Publisher: U of Minnesota Press
ISBN: 1452963932
Category : Architecture
Languages : en
Pages : 336
Book Description
The interplay of psychology, design, and politics in experiments with urban open space As suburbanization, racial conflict, and the consequences of urban renewal threatened New York City with “urban crisis,” the administration of Mayor John V. Lindsay (1966–1973) experimented with a broad array of projects in open spaces to affirm the value of city life. Mariana Mogilevich provides a fascinating history of a watershed moment when designers, government administrators, and residents sought to remake the city in the image of a diverse, free, and democratic society.
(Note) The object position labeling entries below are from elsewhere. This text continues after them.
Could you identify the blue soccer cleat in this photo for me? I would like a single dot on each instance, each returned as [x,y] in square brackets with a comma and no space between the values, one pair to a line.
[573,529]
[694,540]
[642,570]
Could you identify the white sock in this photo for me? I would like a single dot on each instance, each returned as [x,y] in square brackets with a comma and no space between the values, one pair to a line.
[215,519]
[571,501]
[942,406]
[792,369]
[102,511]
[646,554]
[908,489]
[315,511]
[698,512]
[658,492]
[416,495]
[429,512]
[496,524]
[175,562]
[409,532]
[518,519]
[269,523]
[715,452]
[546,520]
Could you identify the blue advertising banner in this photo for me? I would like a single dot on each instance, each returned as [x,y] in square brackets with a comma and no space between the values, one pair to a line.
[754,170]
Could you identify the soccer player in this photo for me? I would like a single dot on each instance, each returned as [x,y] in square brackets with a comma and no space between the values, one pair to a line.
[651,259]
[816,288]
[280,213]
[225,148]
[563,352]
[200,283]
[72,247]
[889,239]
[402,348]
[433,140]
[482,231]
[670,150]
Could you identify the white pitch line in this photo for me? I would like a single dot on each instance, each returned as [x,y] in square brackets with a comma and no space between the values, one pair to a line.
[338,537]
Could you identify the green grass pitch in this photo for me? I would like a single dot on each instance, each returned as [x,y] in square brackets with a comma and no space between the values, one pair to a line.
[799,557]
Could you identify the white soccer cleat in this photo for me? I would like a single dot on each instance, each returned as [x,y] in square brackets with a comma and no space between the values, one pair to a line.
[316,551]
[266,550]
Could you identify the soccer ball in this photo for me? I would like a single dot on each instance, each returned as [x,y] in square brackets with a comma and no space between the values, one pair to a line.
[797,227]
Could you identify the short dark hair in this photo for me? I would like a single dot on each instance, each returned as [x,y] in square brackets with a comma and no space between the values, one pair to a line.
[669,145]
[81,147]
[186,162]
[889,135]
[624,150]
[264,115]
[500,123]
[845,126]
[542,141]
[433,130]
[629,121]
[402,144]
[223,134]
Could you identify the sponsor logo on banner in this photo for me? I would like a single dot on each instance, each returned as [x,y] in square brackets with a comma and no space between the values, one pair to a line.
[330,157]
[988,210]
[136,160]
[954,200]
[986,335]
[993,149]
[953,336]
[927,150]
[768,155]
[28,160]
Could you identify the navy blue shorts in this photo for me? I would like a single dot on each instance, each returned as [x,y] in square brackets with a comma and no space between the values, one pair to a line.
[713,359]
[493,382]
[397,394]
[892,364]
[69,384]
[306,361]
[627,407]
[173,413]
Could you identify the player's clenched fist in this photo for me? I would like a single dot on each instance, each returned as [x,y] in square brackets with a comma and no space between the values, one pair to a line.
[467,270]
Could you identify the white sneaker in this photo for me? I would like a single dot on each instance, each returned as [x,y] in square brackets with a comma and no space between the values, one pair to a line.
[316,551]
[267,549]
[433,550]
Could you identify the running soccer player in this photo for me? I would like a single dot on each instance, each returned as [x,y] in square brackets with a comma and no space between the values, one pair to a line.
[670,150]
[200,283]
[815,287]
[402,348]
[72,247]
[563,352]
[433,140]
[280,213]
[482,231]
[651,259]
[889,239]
New pedestrian malls, residential plazas, playgrounds in vacant lots, and parks on postindustrial waterfronts promised everyday spaces for play, social interaction, and participation in the life of the city. Whereas designers had long created urban spaces for a broad amorphous public, Mogilevich demonstrates how political pressures and the influence of the psychological sciences led them to a new conception of public space that included diverse publics and encouraged individual flourishing. Drawing on extensive archival research, site work, interviews, and the analysis of film and photographs, The Invention of Public Space considers familiar figures, such as William H. Whyte and Jane Jacobs, in a new light and foregrounds the important work of landscape architects Paul Friedberg and Lawrence Halprin and the architects of New York City’s Urban Design Group. The Invention of Public Space brings together psychology, politics, and design to uncover a critical moment of transformation in our understanding of city life and reveals the emergence of a concept of public space that remains today a powerful, if unrealized, aspiration.